Some Gopher fans have called for Lucia’s firing, and that voice will only get louder next year, when the Gophers probably miss their 3rd straight NCAA tournament. There’s no question that the Gophers are getting talented players, it’s the keeping them that is the tough part.
2. Keith Allain (Yale)
Allain’s Yale team is coming off back to back ECAC regular season championships. This year the Bulldogs are expected to win it again, and expected to contend for the Frozen Four. But it’s not Yale that Allain will feel the most pressure to coach. That’s because he is the coach of the young men who will represent the United States at the 2011 World Junior Championships in Buffalo, NY. The US enters this tournament in a position they have been in only once before: as defending gold medalists. The US team will have a lot of players eligible to come back, starting in net with Jack Campbell. Still, the team will likely have to go without their two best defensemen in John Carlson and Cam Fowler, who could both be in the NHL.
3. Dean Blais (Nebraska-Omaha) and 4. Tom Serratore (Bemidji State)
I decided to lump the WCHA newbies into one. Dean Blais makes his gallant return to the WCHA after winning two NCAA titles with North Dakota in the 90s. Blais was just over .500 in his first year with Omaha, but the future appears bright for the Mavs. Omaha returns some good scorers such as Rich Purslow (14 goals). Blais’s system seems like a better fit for the WCHA than the CCHA because the CCHA is a much more defensive conference. With some questions in goal, Omaha might not be challenging for the WCHA title yet, but they should be up in the upper echelon soon.
Bemidji meanwhile is two years removed from a Frozen Four berth.
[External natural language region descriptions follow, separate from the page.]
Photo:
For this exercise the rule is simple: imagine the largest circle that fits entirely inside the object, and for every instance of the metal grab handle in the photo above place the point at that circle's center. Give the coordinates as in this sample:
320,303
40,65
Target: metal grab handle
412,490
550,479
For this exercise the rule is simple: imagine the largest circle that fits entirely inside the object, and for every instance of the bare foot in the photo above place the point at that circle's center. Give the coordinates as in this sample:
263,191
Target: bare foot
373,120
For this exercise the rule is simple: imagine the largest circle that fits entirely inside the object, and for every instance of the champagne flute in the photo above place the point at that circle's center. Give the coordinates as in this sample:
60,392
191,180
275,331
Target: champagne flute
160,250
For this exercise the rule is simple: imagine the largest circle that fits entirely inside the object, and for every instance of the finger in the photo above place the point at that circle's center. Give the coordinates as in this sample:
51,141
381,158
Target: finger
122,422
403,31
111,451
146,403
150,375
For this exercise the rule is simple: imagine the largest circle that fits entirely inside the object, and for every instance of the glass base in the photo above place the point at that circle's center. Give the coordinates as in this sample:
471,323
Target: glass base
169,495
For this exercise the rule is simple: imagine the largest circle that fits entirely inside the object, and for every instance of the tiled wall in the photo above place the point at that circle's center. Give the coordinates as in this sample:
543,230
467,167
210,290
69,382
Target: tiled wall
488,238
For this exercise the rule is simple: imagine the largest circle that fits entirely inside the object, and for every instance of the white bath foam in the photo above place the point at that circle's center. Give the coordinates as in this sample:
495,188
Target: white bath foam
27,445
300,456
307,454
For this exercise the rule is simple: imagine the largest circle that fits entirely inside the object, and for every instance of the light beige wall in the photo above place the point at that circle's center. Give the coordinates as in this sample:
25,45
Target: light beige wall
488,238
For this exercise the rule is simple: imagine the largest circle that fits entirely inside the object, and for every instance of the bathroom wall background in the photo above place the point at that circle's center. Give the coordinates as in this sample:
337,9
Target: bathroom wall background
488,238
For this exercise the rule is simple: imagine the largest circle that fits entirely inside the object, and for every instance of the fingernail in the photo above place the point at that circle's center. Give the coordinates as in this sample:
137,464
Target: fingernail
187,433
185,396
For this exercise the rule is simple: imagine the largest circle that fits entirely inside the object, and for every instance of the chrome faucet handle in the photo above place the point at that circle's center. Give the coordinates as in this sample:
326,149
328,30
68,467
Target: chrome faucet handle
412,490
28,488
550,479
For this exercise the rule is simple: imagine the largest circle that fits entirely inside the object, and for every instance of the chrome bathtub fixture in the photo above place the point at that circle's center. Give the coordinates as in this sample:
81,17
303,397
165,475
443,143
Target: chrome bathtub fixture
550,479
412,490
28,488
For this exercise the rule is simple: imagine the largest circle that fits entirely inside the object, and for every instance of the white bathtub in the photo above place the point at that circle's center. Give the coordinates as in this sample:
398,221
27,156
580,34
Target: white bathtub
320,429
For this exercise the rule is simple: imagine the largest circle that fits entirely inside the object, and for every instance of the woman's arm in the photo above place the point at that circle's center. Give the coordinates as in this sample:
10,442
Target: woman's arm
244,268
With many players back from the team that was a two seed last year in the NCAA tournament, it seems like even with the huge jump in competition the Beavers could be there right until the end in the WCHA race. Bemidji was the 6th best offense in the country last year, and even though they have much better defenses to go up against this year, I wouldn’t bet against them being a top 10 offense again.
5. Chris Bergeron (Bowling Green)
Taking over a program that went just 5-25-6 last year is a tough task. Taking over a program that was that bad and has had questions about its future is even tougher. Yet this is the situation Bergeron finds himself in. The former Miami Redhawk also spent the last 10 seasons in Miami as an assistant, so he knows how to take a program from terrible to great. The university has pledged money towards the renovation of its arena, and while alumni, administrators and coaches are all saying the right things regarding the program’s future, it’s clear that BGSU hockey remains on somewhat thin ice.
On the ice, the cupboard is pretty bare, and Bowling Green has an uphill battle. Leading scorer Jordan Samuels-Thomas (11-14–25) returns, and I like Senior David Solway to have a big year. Still, 3 of the Falcons top 4 scorers graduated and the Falcons had the worst goaltending in the CCHA last year. Don’t expect Bergeron to turn the ship around in one year, but I do like his long term potential at BG.